Saturday, March 17, 2007

Rules of the House

1. My old buddy, Digby Wolfe, once married to a circus performer, brought me the wisdom of the Big Tent: No matter how good a juggler you are, the most you can hope to juggle at one time is eleven items. Okay to try to juggle twelve dishes, but the likelihood is that you'll be up to your ass in broken china.

2. The more serious I try to become, the funnier I appear. This is the number one reason why I am not a good academic.

3. The funnier I try to become, the more ridiculous I appear. Understanding this is the number one reason for my success editing academics.

4. In-house, which is to say salaried book editors tend to be young and although preternaturally bright, often have no awareness of political, sports, scientific, literary, or jazz icons oldet than twenty-five.

5. When a student calls me sir or professor, or holds the door open for me, it is a sign I have not properly engaged that student.

6. Most students and many editors think irony has to do with transferring drawings of rock stars to t-shirts by iron.

7. The restrooms in gas stations along Highway 101 are like settings for plays by Harold Pinter or David Mammet.

8. The field in which Dorothy Lange took her famous photo of the Farm Woman is now occupied by a Vons Supermarket.

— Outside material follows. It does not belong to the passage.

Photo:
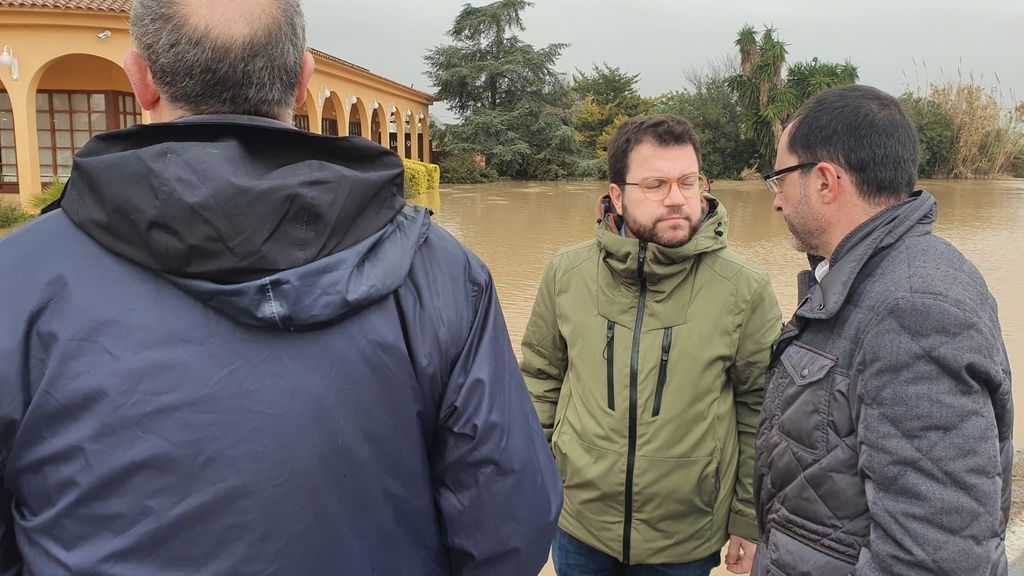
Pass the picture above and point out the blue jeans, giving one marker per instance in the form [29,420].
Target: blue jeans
[573,558]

9. Wisdom is material often painfully true but nevertheless information I am not able to use in a short story. It is the equivalent of unpercolated coffee. I can't put it to dramatic use until it becomes experience.

10. I can't use someone else's experience in a story until I have gotten over being jealous of it.

11. In a story, every character believes he or she is right.

12. The dark, adversarial characters are more interesting than the charactrs we think we like.